Prayer: Talking With God | Luke 11:4-13

This message was preached at Sherwood Community Friends Church on Sunday, July 27, 2025. You can watch the video in full by clicking below.


Note: This weeks message is an adaptation from the Prayer Practice from Practicing the Way.

Last week, we began our 4-week sermon series on Prayer. 

It’s not much of a secret that many followers of Jesus find prayer boring. One reason for this is perhaps that they aren’t actually praying. They are performing. 

Let’s watch this clip…

A humorous take on what most of us feel like when we pray. 

You see, we are so used to performing our life with other people. We edit our thoughts to present a more polished image of ourselves to the world in order to be loved and not rejected, to succeed and not fail. It’s like we can’t help but carry that way of being over into our relationship with God. But this isn’t what God designed.

Learning to pray is about learning to bring all we are to God, because he already knows all that’s inside you. 

Psalm 139 says, “You have searched me, Lord, and you know me… you perceive my thoughts from afar… Before a word is on my tongue you, Lord, know it completely.”

There is no need to perform in our conversation with God. He just wants to hear from us honestly. 

But like any discipline or skill, there is a natural progression that leads us along the path to a fruitful and productive skill. In our case, the skill or discipline we hope to improve is prayer, leading us to a deeper communion with God.

The 4 parts of our current series are…

  • Talking to God - which Robert talked about last week

  • Talking with God - today

  • Listening to God

  • Being with God

While the spiritual journey is not linear, most of us learn to pray just like children learn to engage with their parents. First, we learn the vocabulary and grammar of life with God.

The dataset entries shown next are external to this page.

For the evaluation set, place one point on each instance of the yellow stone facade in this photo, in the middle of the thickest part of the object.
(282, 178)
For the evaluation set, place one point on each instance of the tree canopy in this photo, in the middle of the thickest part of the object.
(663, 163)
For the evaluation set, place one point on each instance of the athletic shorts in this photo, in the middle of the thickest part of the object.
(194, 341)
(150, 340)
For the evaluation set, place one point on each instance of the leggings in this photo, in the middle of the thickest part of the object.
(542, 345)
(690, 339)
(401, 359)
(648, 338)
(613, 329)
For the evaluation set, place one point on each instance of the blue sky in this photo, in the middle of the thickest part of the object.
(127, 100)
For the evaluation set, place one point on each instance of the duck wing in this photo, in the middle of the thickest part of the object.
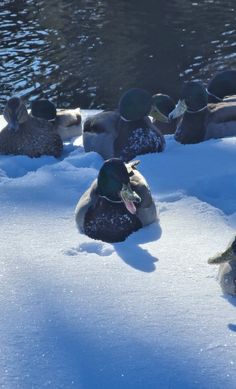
(146, 210)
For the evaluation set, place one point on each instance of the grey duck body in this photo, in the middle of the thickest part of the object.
(111, 136)
(109, 221)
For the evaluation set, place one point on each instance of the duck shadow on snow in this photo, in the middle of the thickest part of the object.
(136, 256)
(129, 251)
(231, 300)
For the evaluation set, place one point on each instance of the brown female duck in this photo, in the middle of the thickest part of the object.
(27, 135)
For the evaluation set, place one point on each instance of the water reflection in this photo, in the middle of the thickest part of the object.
(86, 52)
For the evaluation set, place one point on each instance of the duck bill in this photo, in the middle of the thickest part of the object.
(157, 115)
(179, 110)
(129, 197)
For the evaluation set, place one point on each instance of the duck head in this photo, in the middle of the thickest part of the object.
(44, 109)
(193, 98)
(221, 85)
(135, 104)
(162, 105)
(114, 183)
(15, 113)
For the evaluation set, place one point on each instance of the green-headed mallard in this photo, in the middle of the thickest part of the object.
(221, 86)
(202, 121)
(67, 122)
(117, 203)
(227, 270)
(27, 135)
(162, 105)
(124, 133)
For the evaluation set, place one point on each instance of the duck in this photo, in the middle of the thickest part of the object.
(162, 105)
(227, 269)
(26, 135)
(222, 87)
(125, 132)
(202, 121)
(117, 203)
(67, 122)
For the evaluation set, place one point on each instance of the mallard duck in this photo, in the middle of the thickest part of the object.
(67, 122)
(124, 133)
(162, 105)
(202, 121)
(117, 203)
(27, 135)
(227, 270)
(222, 87)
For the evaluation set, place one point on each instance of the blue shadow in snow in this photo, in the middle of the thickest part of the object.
(134, 255)
(231, 300)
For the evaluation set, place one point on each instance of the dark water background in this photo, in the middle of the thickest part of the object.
(86, 52)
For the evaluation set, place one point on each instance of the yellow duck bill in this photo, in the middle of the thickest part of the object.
(129, 197)
(179, 110)
(157, 115)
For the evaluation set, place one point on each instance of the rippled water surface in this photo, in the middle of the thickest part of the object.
(86, 52)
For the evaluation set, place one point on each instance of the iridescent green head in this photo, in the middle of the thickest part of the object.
(113, 184)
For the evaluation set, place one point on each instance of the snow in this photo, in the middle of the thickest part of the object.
(144, 313)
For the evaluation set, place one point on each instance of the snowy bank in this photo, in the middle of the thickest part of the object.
(146, 313)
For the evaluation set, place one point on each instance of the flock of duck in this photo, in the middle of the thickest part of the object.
(119, 201)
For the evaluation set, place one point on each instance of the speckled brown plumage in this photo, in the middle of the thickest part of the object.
(34, 137)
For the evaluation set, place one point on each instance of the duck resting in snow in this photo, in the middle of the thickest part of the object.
(202, 121)
(124, 133)
(26, 135)
(117, 203)
(227, 270)
(67, 122)
(162, 105)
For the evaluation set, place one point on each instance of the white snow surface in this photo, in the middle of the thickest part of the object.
(144, 313)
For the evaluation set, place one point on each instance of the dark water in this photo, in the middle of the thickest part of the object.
(86, 52)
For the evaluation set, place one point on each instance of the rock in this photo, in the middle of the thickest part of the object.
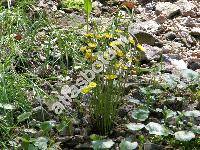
(152, 53)
(144, 37)
(170, 36)
(40, 114)
(151, 6)
(195, 32)
(149, 26)
(5, 3)
(84, 146)
(167, 8)
(194, 65)
(70, 141)
(190, 22)
(151, 146)
(160, 19)
(186, 7)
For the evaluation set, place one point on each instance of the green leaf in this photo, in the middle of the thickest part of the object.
(41, 143)
(24, 116)
(102, 144)
(192, 113)
(135, 126)
(127, 145)
(184, 135)
(46, 126)
(88, 6)
(7, 106)
(140, 114)
(156, 128)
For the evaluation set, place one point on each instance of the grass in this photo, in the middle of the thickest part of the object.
(35, 58)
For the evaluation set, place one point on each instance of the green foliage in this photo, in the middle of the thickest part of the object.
(88, 9)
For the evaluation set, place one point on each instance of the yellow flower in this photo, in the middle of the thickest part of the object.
(140, 47)
(83, 48)
(88, 55)
(89, 35)
(115, 43)
(106, 55)
(108, 35)
(92, 85)
(88, 51)
(110, 77)
(124, 67)
(92, 45)
(85, 90)
(98, 36)
(119, 53)
(131, 40)
(118, 65)
(93, 58)
(118, 31)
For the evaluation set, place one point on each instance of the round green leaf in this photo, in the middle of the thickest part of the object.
(156, 128)
(135, 126)
(184, 135)
(193, 113)
(102, 144)
(140, 114)
(127, 145)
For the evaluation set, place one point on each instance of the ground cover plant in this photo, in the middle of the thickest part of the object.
(99, 75)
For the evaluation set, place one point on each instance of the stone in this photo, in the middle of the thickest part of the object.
(143, 37)
(151, 146)
(84, 146)
(170, 36)
(186, 7)
(5, 3)
(149, 26)
(168, 9)
(152, 52)
(40, 114)
(195, 32)
(194, 65)
(190, 22)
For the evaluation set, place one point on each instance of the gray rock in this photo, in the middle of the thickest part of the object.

A child starts with Daddy or Mommy. For us, we say, “Our Father who is in heaven…” We learn to talk to God.

But there comes a time when we desire a more personalized relationship with God, more grounded in the highs and lows of our particular life. So we begin, most of us intuitively, to talk with God, or tell him what’s on our mind.

Turn in your Bibles to Luke 11. Jesus has just walked through the Lord’s prayer, and now we see this progression—from talking to God to talking with God—in Jesus’ central teaching on prayer. Let’s pick it up in verse five.

He also said to them, “Suppose one of you has a friend and goes to him at midnight and says to him, ‘Friend, lend me three loaves of bread, because a friend of mine on a journey has come to me, and I don’t have anything to offer him.’ Then he will answer from inside and say, ‘Don’t bother me! The door is already locked, and my children and I have gone to bed. I can’t get up to give you anything.’ I tell you, even though he won’t get up and give him anything because he is his friend, yet because of his friend’s shameless boldness, he will get up and give him as much as he needs. ' Luke 11:5-8 CSB

This is a rabbinic form of teaching that New Testament scholars call “how much more.”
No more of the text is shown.